Postwar France suffered from both inflation and political instability, as outlined by Benjamin Anderson in Economics and the Public Welfare. Anderson notes that by late July 1926, the French franc had fallen in value to about two cents. He writes:
Every day the housewife of Paris found that her bread and her herring and her wine were rising in price. A German housewife in the late autumn of 1925, speaking of the French housewife, said "Poor thing." The German housewife had been there herself.
That is the side of inflation Krugman claims does not exist, or is reluctant to admit. But when one writes that printing money will bring back prosperity, one is not going to admit the downside of inflation.

6 comments:

Mike said...

Professor Anderson,
Krugman’s chart is labeled “Real” GDP. I could not find the source in the Maddison Database he cited.

Do we have any confidence in the assumed deflator that was used to arrive at the “Real” GDP?
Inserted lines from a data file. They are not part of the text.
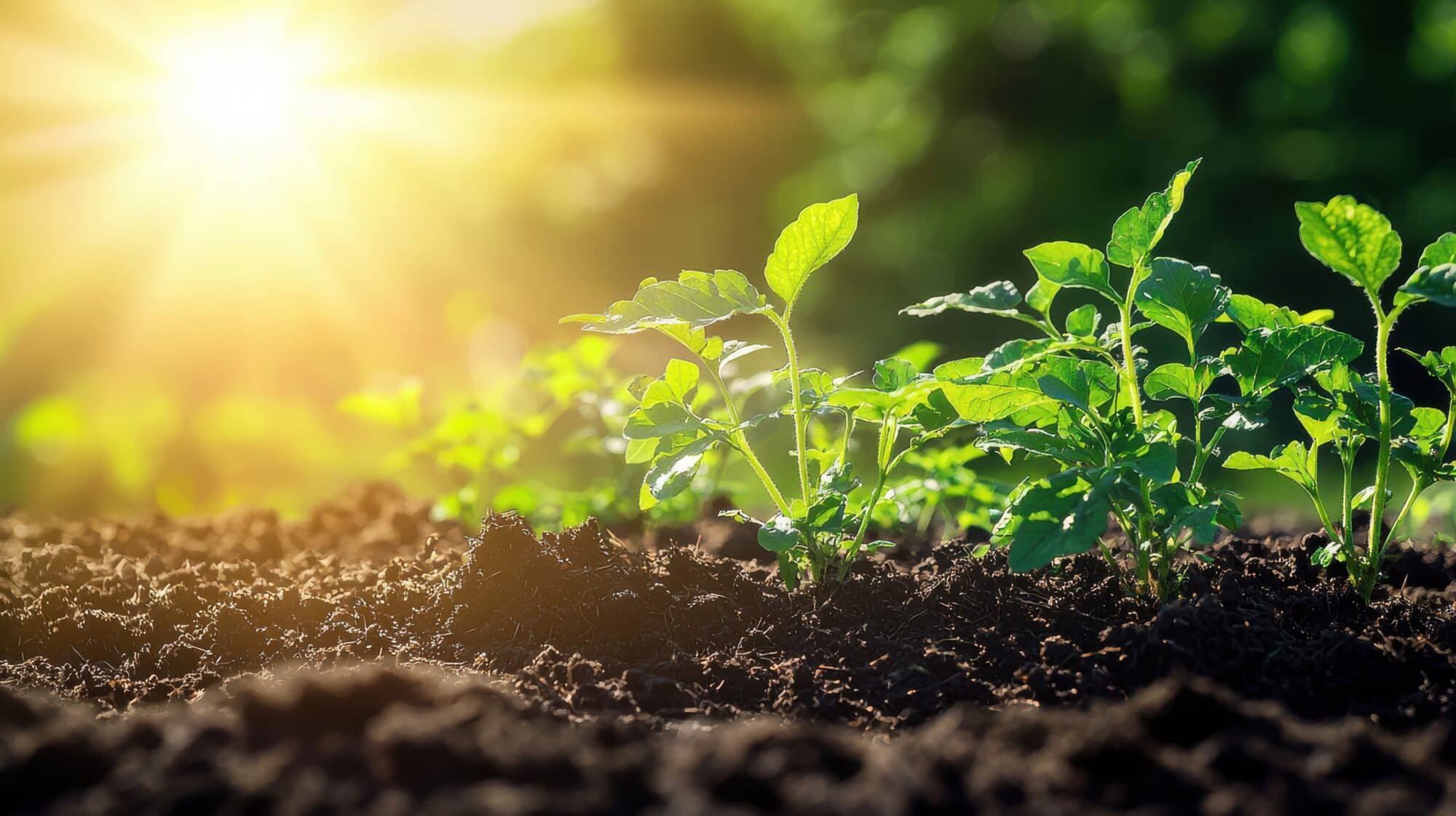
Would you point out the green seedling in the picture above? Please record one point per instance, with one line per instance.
(823, 519)
(1080, 397)
(1348, 410)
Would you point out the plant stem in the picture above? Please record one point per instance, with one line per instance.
(1375, 550)
(1451, 429)
(1348, 532)
(1417, 488)
(740, 440)
(1129, 363)
(796, 392)
(1202, 459)
(889, 430)
(1131, 368)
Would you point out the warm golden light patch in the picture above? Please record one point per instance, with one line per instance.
(235, 88)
Lines on a chart mean nothing if not grounded in honest data.

Bill Charowhas said...

I just read Garet Garrett's, "The Bubble That Broke the World." As you probably know it is about post-WW1 shennagans of the governments of the War's participants. What a revealing book!
-Bill Charowhas

Tel said...

Let us just bring this out in the open. Paul Krugman believes that price inflation and a falling US dollar, are the appropriate methods to devalue American wages because what might be difficult to achieve out in the open should rightly be done by stealth instead.

There it is. That is the implication of what he advocates, so let him defend this fair and square. Does he really think everyone is stupid except himself?

Mike said...

"Does he really think everyone is stupid except himself?"
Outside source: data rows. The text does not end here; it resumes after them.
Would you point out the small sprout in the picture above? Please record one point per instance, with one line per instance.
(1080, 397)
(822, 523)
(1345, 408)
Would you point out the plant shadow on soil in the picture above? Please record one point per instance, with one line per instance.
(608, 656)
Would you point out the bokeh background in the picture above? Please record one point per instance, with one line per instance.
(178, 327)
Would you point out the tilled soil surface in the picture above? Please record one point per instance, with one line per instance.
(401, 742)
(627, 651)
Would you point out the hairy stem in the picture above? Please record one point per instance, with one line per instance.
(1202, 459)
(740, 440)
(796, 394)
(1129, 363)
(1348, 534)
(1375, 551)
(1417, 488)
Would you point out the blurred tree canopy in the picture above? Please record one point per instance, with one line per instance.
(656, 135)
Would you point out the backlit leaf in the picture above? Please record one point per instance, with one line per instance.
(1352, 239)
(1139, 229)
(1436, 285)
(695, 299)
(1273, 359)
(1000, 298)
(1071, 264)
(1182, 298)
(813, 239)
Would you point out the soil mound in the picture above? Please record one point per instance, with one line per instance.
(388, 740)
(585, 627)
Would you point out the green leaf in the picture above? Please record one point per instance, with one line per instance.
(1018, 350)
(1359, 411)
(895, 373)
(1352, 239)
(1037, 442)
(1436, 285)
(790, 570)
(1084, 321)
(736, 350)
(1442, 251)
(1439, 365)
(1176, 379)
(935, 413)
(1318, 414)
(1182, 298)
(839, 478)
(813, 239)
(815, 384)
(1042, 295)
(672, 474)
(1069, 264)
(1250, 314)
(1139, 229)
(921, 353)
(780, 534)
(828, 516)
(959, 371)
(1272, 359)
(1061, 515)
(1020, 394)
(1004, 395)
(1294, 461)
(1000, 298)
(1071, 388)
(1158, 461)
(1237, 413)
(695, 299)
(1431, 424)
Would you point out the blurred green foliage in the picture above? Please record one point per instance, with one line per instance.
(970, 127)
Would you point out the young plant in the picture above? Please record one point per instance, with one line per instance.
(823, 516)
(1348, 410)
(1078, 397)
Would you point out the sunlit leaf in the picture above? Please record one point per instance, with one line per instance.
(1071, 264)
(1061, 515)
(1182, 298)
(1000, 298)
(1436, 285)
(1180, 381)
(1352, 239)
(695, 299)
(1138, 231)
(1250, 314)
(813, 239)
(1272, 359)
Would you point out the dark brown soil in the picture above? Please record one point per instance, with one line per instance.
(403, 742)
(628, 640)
That was rhetorical, right? :-)

Tel said...

http://mpra.ub.uni-muenchen.de/39021/1/GDP_per_capita.pdf

Thumb to figure 2 on page 7 and check the graph.

Britain is ahead of France in per-capita GDP through the end of the 19th Century and most of the 20th Century right up until 1970's.

Strangely enough Japan's "lost decade" is actually their highest relative rank on per-capita GDP in recent history.

Mike said...

Tel,

Thanks for the chart. So essentially it conflicts with Krugman’s assertion. There is so may games played with data and definitions, I trust very few when first presented.